I have long wondered whether someone would ever have the courage to actually write the story of Christ in the same manner in which literary colossi Tolkien and Lewis wrote their classics.

The four gospels are said to contain “the Greatest Story Ever Told”, and perhaps this should serve as a means of calming for those who attack fantasy as “foolish stories”.

Inspired by his love for Tolkien, Costa  Rican author Fernando Quiros has penned a trilogy known as THE SPIRIT WAR, and in my honest view, having read the first book,(for the e-copy of which I wholeheartedly thank the author), I think we’re dealing with the most ambitious work of Christian fantasy since Tolkien and Lewis. This is a book that will definitely make its readers mouth a huge WOW! It starts right in the middle of intense, dramatic action, as the battle between the rebellious forces of Lucifer and Archangel Michael’s Life Company is described so vividly that one feels as though they’re eyewitnesses to the War in Heaven. Lucifer, left in charge with organizing the Universe, uses the power of Death, thus attracting the wrath of the Creator, who casts him and those he rallied out of Heaven. I loved the spin that Mr. Quiros put on Lucifer, whose madness for power makes him cut the Tree of Life, the center of the Garden of Eden, down. The promise of a Savior for mankind, now subject to corruption, thus becomes necessary.
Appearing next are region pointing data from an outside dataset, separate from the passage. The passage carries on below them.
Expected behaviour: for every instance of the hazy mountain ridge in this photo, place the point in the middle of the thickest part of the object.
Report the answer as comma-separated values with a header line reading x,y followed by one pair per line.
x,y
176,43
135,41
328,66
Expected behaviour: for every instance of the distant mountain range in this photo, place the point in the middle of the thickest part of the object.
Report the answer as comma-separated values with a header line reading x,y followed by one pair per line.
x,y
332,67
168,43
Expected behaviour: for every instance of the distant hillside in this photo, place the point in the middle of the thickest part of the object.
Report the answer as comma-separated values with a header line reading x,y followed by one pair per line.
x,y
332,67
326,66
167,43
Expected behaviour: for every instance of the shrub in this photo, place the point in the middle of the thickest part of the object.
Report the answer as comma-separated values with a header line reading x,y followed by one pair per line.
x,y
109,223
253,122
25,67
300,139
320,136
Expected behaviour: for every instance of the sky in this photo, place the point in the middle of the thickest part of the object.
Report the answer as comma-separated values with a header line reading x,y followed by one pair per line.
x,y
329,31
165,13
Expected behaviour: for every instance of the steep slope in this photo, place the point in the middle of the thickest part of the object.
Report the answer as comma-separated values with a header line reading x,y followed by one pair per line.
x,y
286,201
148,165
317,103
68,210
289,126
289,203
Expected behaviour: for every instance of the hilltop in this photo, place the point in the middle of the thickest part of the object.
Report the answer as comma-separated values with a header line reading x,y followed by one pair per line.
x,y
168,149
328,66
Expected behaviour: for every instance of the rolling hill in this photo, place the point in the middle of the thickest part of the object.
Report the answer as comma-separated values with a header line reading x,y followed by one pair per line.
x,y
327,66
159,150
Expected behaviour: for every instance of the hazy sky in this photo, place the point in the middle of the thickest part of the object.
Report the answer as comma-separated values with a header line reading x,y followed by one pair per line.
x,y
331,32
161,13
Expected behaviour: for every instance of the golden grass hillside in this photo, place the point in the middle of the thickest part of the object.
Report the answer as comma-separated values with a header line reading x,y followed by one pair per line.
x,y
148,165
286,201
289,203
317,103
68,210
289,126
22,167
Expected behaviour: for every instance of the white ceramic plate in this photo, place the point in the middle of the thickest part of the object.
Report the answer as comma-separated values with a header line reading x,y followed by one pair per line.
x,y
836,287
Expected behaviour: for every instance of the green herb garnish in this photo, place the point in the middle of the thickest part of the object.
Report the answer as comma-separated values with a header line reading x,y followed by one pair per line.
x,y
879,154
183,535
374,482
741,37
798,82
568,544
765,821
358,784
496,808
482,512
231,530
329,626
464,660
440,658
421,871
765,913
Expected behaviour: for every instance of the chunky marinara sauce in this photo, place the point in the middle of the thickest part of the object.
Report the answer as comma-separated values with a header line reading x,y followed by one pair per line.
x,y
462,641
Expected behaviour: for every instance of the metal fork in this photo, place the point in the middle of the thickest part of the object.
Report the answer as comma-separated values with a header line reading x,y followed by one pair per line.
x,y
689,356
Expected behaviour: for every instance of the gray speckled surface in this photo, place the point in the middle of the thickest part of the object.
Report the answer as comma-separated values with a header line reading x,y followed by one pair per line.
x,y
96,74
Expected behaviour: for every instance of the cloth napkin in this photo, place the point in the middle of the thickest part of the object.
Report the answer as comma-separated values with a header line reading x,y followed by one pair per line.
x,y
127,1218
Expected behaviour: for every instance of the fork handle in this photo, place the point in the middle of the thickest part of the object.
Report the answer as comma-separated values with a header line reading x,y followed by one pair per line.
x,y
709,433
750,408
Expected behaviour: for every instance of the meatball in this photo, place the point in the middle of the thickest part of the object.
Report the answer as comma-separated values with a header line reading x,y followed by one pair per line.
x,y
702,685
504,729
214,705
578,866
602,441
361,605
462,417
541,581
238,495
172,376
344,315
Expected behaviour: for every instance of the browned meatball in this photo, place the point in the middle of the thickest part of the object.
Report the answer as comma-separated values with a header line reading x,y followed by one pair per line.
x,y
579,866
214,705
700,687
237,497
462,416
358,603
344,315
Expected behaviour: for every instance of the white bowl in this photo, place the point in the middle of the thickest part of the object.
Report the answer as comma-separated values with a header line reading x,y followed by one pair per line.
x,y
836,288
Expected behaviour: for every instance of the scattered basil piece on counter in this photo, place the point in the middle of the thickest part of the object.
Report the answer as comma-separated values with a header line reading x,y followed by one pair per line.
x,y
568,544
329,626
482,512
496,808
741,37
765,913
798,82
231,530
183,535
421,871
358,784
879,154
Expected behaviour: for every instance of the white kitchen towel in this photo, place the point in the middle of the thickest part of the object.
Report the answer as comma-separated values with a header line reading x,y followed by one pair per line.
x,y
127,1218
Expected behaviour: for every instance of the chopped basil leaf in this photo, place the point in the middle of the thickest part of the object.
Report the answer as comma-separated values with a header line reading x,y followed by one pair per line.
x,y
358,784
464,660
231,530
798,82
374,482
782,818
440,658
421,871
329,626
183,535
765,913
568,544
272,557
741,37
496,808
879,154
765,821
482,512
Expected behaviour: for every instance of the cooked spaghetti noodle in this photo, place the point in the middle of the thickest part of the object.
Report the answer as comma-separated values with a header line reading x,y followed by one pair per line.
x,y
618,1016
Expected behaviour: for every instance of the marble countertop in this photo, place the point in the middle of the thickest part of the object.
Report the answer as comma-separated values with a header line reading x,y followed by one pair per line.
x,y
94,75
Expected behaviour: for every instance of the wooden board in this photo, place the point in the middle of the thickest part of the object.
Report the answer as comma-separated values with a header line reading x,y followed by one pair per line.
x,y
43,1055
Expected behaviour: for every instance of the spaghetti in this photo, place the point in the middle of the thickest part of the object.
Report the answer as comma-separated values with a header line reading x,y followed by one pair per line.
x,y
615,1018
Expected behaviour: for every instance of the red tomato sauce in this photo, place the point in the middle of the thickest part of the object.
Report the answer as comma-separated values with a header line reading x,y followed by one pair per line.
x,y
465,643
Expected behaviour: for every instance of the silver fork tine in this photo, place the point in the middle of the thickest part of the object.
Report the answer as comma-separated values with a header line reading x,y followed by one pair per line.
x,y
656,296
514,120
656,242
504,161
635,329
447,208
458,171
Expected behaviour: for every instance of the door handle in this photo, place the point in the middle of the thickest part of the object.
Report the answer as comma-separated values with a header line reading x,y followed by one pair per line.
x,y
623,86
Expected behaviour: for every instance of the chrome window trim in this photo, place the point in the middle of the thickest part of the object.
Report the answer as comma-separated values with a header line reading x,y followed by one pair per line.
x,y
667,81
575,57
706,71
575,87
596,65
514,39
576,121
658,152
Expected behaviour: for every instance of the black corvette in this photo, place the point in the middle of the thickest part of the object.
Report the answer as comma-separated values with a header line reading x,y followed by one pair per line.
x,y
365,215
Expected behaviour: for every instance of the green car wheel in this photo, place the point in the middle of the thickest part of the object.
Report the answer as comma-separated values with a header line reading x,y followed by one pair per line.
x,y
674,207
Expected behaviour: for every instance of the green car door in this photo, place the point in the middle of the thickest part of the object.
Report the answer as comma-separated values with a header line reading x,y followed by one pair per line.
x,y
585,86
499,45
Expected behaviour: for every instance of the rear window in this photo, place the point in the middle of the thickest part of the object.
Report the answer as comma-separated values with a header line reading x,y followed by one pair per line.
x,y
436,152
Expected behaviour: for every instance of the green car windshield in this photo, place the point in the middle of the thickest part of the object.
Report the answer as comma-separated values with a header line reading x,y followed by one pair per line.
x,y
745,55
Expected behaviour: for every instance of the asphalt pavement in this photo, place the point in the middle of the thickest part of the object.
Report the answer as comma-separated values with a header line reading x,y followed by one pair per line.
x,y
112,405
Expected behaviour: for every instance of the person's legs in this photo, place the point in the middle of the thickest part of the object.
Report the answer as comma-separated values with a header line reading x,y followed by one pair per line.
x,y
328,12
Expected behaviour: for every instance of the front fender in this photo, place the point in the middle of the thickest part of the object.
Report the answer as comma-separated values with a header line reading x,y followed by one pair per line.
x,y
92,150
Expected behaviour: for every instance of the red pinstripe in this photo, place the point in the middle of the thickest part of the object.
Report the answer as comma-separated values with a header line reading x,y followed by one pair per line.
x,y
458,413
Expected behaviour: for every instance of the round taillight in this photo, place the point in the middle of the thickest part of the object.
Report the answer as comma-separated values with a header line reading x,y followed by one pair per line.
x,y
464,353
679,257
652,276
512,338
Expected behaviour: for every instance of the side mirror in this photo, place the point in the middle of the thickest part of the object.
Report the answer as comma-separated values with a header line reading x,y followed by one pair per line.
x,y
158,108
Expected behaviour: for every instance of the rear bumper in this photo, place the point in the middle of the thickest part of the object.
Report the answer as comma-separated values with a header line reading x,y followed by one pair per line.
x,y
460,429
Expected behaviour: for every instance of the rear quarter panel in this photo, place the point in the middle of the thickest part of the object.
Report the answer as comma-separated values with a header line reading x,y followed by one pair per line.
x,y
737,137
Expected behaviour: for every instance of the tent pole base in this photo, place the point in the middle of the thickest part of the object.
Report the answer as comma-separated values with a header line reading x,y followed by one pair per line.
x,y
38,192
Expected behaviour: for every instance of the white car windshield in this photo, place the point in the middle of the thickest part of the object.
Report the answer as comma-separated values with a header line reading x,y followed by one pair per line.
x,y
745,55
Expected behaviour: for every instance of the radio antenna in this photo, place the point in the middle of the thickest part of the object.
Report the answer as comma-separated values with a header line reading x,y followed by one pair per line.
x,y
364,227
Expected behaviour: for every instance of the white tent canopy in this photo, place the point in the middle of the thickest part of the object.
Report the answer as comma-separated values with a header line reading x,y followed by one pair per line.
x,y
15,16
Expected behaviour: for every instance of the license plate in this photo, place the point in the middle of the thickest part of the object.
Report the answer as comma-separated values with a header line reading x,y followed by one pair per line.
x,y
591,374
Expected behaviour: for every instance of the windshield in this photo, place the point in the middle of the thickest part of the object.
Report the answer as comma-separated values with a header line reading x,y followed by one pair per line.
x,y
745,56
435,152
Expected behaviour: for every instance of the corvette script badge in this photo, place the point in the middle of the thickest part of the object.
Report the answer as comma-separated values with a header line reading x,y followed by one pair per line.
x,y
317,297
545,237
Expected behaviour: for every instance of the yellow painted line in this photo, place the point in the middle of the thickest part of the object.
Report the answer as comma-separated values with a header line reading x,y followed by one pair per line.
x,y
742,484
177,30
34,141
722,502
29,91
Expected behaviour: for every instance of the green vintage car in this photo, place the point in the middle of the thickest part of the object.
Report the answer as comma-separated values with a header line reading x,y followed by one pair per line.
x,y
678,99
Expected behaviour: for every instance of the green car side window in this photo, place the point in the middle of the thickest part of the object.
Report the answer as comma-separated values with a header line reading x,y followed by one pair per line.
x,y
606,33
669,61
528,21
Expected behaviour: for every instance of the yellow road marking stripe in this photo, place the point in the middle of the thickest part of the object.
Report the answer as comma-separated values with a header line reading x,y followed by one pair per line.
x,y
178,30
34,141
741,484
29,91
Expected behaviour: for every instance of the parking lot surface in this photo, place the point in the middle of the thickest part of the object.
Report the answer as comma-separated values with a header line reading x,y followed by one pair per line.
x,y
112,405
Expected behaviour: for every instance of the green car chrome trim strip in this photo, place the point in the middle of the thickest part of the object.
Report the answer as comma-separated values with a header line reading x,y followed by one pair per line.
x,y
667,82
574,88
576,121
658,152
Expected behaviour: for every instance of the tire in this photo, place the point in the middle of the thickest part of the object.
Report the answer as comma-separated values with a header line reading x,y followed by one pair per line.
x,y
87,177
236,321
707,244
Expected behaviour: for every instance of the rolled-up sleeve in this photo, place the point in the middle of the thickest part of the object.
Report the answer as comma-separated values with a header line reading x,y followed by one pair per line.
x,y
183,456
One would probably think that at this point, the novel moves to the story that everyone knows, and yes, it does. But the great thing about this book, and the reason why it represents a gem for Christian fantasy, is that this genre allows the author, as well as the reader, to experience an old story in a completely new manner. The novel shifts perspectives from angels, humans and demons, putting the early human life of Jesus into a context that to my knowledge has never been explored in this manner before. This is the Nativity story written by someone with a perspective that is Catholic in etymological essence(meaning “universal”), rather than in dogma. This is the story of the first Christmas written for those who find delight in reading tales of epic battles. Witness the forces of good and evil playing crucial parts in the destiny of Christ. Meet the Holy Family as you’ve never seen them before: two young parents struggling to protect their child. Explore the friendship of Joseph, Mary and Ciprianus Longinus, the future Centurion whose proclamation changed history. Glimpse into the mind of raving tyrant King Herod and Gul-Shamar, the cruel, demented assassin who slaughtered the Innocents. Discover the unexpected, brilliantly created link between the prophecies foretelling His birth and the Essenes. Bear witness to the Magi and their gifts(again, a pleasant surprise in the shape of a nod from the author to one of the other religions that have shaped mankind…read the book and see what wise man comes from what tradition).

This book is a gift, in more ways than one. It is a read not meant to preach, but to entertain and inspire, and I, for one, find myself a richer person after having read it. Give it a try, whether you are a believer, doubter or unbeliever. For those who want their faith explored in a different manner, as  well as those who have had dull moments in church, this is the book to start with. No amount of stars could do it the justice it deserves as the beginning of what could well be the series that Christian fantasy has always been in need of.